Kiyomizu-dera hangs on the side of a mountain.  It appears to be suspended in mid-air.  To me, the mention of "Buddhist Temple" has always conjured mental images of Shangri-la or mountaintop retreats in Tibet.  Kiyomizu-dera fits that stereotype.
 
The temple complex is old;  the site dates back about 1400 years.  The current structures are not that old - most were built about 400 years ago.  Though not ancient, that still makes them pretty darned old. 
Though it was January 7, most of the temple's visitors were still celebrating their New Year rituals.  People were getting their fortunes told, and rubbing statues for good luck, and throwing coins toward the temple's altars.  The temple has evidently built up a lot of it's own, special rituals over the years.   It has an assortment of little shrines, each with a specialized purpose of bringing luck of finding fortune, finding love, or improving one's love-related skills.
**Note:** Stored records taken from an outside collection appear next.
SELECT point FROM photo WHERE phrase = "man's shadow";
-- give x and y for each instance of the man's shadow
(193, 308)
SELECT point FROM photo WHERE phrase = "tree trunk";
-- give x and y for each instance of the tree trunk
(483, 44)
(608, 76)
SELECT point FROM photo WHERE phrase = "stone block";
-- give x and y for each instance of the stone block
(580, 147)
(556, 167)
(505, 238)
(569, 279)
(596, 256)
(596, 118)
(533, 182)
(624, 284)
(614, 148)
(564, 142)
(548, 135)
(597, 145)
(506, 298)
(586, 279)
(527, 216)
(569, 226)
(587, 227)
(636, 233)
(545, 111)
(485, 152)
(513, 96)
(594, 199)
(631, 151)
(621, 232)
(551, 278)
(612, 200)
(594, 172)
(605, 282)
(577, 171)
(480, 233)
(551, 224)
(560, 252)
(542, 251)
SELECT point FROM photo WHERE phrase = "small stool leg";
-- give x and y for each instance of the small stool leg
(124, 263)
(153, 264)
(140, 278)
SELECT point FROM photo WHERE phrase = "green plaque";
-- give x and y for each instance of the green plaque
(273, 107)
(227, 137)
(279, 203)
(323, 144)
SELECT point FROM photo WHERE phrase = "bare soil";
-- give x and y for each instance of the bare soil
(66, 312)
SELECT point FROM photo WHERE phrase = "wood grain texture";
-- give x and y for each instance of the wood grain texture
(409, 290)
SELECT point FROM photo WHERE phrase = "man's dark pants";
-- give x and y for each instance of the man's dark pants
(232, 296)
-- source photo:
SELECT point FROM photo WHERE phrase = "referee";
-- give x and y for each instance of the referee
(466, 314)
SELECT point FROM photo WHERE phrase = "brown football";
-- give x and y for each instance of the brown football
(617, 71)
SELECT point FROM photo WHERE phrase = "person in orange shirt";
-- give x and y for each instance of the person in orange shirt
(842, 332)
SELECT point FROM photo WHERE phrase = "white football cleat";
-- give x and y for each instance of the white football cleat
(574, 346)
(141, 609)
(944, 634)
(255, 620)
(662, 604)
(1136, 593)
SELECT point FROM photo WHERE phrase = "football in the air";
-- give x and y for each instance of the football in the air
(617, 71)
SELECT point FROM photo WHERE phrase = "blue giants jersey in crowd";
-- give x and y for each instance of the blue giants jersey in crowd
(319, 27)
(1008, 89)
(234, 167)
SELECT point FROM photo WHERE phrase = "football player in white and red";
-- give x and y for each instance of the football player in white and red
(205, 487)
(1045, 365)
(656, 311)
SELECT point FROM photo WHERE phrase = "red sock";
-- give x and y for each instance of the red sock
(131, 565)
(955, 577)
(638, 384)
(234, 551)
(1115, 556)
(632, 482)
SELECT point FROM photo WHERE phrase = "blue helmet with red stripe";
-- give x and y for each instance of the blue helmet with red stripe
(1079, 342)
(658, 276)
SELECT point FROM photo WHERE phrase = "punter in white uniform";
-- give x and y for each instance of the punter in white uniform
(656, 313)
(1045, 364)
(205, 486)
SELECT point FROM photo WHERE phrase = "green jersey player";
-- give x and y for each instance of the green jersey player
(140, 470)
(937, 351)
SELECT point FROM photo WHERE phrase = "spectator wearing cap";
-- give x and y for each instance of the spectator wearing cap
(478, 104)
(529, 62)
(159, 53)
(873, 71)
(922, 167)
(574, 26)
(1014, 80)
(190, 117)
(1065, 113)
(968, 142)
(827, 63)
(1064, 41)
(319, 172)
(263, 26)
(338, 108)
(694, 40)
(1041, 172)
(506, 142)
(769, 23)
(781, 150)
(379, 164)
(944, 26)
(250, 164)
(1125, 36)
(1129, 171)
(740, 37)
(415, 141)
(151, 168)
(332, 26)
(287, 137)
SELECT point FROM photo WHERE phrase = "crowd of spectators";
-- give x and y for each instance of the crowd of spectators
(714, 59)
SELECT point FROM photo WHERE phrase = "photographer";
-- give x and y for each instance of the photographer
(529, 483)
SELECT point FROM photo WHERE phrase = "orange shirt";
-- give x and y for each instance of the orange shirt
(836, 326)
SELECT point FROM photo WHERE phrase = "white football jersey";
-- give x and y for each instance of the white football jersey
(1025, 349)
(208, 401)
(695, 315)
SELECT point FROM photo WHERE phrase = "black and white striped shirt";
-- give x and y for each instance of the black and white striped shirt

I'm not really sure what the photo above shows.  I believe these little wooden tablets contain prayers of some sort.  The photo below shows the "thousand stone Buddhas".  These, and any other image of a Buddha, were all dressed in their colorful New Year's garb.  (Again, I'm not sure what this symbolizes.  It looks as if they are all wearing baby bibs.)
Some of the visitors, too, were traditionally dressed.  You can see a group of young ladies below in their kimonos.  They are in the process of obtaining their fortunes for the year.  The lady in the white-dotted-blue kimono is shaking a wooden cylinder filled with sticks.  Out will come a numbered stick.  The stick will be traded for a likewise numbered piece of paper.  Whatever fortune is written on the paper will, supposedly, be her's for the coming year.
The temple site was originally chosen because of a natural, and now sacred, waterfall - the Otowa waterfall.  The waters are now channeled to a pavilion where the visitors can catch them in tin cups and drink for good fortune.  You can see these water-catchers in the photo below, at the left-hand side.